Charter to Buy Time Warner Cable: Winners and Losers

Charter to Buy Time Warner Cable: Winners and Losers

REUTERS/Mike Blake
By Yuval Rosenberg

Charter Communications on Tuesday said it will acquire Time Warner Cable in a deal valued at more than $55 billion. Charter will also buy Bright House Networks, a smaller cable company, for $10.4 billion. The two deals combined will make Charter into the second-largest cable and broadband provider in the U.S., with about 24 million subscribers, behind only Comcast, which has about 27 million subscribers.

WINNERS

Time Warner shareholders: An extra $10 billion over the $45.2 billion Comcast had offered sure makes for a nice payday after the earlier deal got scrapped. “Time Warner Cable has succeeded in extracting a fantastic price for its shareholders, far exceeding our expectations,” Morningstar strategist Michael Hodel wrote Tuesday. Hedge fund managers John Paulson of Paulson & Co. and Chris Hohn of Children’s Investment Fund Management reportedly both had sizable holdings in Time Warner Cable.
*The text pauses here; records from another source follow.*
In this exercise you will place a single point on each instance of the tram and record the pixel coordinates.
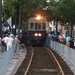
(36, 31)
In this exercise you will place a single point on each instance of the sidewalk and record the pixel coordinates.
(15, 62)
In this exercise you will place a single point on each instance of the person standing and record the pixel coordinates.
(68, 38)
(5, 40)
(1, 46)
(16, 44)
(10, 42)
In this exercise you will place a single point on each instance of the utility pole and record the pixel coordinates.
(0, 17)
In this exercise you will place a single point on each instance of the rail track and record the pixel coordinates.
(42, 61)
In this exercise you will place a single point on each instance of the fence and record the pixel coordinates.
(6, 56)
(68, 52)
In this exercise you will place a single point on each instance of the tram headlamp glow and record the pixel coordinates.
(36, 34)
(39, 34)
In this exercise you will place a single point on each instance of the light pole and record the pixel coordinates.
(0, 17)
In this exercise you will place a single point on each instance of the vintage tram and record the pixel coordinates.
(36, 31)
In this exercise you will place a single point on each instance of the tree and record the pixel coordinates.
(64, 11)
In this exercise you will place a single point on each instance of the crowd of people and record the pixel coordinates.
(70, 42)
(7, 40)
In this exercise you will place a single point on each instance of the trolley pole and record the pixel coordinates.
(0, 17)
Time Warner Cable subscribers: The company’s service is reviled by customers. Charter’s isn’t exactly beloved, either, and subscribers may not see any immediate changes, but Charter promises that the deal will translate into faster broadband for subscribers and more free public Wi-Fi. Whether it actually does or not, the deal seems to spell the end of the Time Warner Cable name. Subscribers won’t miss it.

John Malone: The Liberty Media billionaire finally gets the megadeal he’s been looking for to make Charter Communications into a major industry power. If the deals goes through, the company would become the second-largest cable and broadband provider in the country, with some 24 million total subscribers.

Related: Charter and Time Warner Cable Merger: It’s All About Broadband

LOSERS

Comcast: At least CEO Brian Rogers was graceful about the prospect of a larger competitor. "This deal makes all the sense in the world,” he said in a statement. “I would like to congratulate all the parties."

Television content providers: One rationale for the deal is that the scale of the combined company will afford it more leverage in its negotiations with programmers.

Cable customers and online video watchers? The proposed deal still concerns consumer advocates like those at public interest group Free Press. “The issue of the cable industry's power to harm online video competition, which is what ultimately sank Comcast’s consolidation plans, are very much at play in this deal,” said Derek Turner, research director for Free Press. “Ultimately, this merger is yet another example of the poor incentives Wall Street’s quarterly-result mentality creates. Charter would rather take on an enormous amount of debt to pay a premium for Time Warner Cable than build fiber infrastructure, improve service for its existing customers or bring competition into new communities.”